Washington voters weighing ‘initiative on initiatives’

The Columbian
Published: November 4, 2013, 4:00pm

OLYMPIA — Washington voters on Tuesday were weighing in on an “initiative on initiatives” that would make it easier to get measures on the ballot.

Initiative 517 requires that voters be allowed to have their say on any proposal that qualifies for the ballot, even if a lawsuit has been filed against it. The initiative also would give supporters a year, instead of the current six months, to collect signatures, and it would make it a misdemeanor to interfere with the signature-gathering process.

Initiative promoter Tim Eyman filed I-517 last year just weeks after the state high court ruled that city laws allowing for red light traffic cameras are not subject to repeal by voters.

Business groups and others had lined up in opposition, saying the proposal will affect their ability to deal with nuisances outside of their stores.

A state Supreme Court ruling in 1981 found that initiative backers have a constitutional right to gather signatures at a large regional shopping mall.
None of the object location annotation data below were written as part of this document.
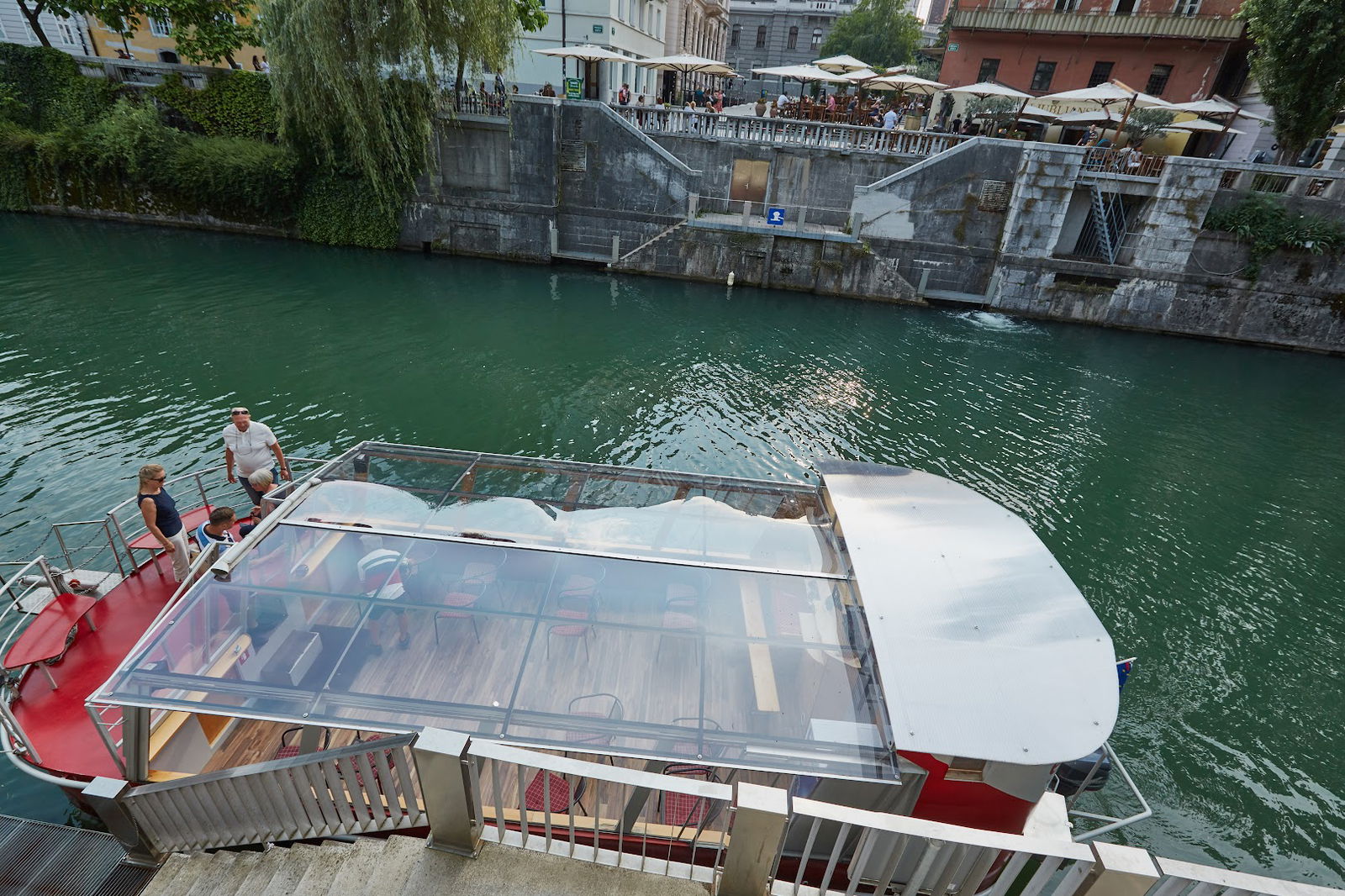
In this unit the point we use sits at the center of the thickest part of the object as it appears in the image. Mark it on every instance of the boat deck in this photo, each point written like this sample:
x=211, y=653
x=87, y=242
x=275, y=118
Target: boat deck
x=55, y=719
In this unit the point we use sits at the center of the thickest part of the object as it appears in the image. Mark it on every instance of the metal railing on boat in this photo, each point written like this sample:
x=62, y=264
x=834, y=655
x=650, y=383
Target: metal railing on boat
x=737, y=838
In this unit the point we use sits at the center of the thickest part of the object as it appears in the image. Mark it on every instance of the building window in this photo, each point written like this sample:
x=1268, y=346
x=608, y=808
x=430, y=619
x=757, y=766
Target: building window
x=1042, y=76
x=1102, y=71
x=1158, y=80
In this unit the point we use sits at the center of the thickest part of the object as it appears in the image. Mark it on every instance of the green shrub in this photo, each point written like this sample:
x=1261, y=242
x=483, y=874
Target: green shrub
x=233, y=104
x=1266, y=224
x=345, y=212
x=49, y=91
x=235, y=179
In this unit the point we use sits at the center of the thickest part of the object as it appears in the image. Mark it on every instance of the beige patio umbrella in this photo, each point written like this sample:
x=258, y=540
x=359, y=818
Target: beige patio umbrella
x=686, y=64
x=584, y=53
x=841, y=64
x=804, y=74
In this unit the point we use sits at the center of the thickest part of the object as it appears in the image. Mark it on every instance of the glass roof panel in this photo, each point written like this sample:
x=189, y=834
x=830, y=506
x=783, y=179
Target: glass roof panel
x=340, y=626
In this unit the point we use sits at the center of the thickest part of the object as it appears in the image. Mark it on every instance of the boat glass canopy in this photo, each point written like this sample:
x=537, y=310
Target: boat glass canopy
x=580, y=607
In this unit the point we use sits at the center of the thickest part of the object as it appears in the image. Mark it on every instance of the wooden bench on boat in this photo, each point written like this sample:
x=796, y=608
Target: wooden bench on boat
x=49, y=635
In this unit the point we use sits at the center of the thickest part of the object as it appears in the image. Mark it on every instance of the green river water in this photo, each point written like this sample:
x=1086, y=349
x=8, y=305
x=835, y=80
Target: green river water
x=1194, y=490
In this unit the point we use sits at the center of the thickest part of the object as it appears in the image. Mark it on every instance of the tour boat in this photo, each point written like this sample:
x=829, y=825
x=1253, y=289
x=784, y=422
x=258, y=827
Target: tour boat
x=883, y=638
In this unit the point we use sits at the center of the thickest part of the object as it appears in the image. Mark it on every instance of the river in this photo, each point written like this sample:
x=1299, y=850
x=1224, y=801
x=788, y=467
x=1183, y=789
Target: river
x=1194, y=490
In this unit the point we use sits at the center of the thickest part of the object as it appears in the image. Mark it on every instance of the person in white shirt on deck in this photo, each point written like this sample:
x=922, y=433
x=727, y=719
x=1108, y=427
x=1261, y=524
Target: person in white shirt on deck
x=251, y=445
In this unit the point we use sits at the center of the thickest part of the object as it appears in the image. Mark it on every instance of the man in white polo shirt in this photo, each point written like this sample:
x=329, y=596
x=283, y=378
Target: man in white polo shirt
x=249, y=447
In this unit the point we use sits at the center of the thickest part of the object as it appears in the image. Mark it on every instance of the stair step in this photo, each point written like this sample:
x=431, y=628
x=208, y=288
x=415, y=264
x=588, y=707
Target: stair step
x=396, y=865
x=322, y=869
x=167, y=876
x=214, y=868
x=261, y=872
x=291, y=868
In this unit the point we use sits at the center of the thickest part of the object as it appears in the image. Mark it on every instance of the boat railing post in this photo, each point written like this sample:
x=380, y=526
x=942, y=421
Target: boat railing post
x=65, y=552
x=201, y=488
x=760, y=818
x=112, y=546
x=1120, y=871
x=54, y=580
x=441, y=762
x=104, y=795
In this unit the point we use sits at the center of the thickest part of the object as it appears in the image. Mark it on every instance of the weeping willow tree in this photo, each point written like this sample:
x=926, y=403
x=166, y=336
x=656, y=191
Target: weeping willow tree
x=358, y=84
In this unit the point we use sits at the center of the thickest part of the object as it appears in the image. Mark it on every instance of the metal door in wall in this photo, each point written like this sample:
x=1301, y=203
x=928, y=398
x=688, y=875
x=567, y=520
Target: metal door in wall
x=750, y=179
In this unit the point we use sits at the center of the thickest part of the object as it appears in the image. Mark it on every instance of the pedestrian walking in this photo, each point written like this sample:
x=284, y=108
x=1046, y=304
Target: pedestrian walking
x=251, y=445
x=161, y=519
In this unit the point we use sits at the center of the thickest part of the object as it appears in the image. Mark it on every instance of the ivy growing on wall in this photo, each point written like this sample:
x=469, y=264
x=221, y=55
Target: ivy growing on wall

A 2007 attorney general opinion notes a Court of Appeals ruling stating that right is tempered by the property’s owner’s ability to place “reasonable time, place and manner restrictions on the activity.”

The attorney general’s office has not stated whether I-517 would override time, place, or manner restrictions, or whether that would violate the constitutional rights of property owners, but initiative supporters have argued nothing in the proposal takes rights from business owners.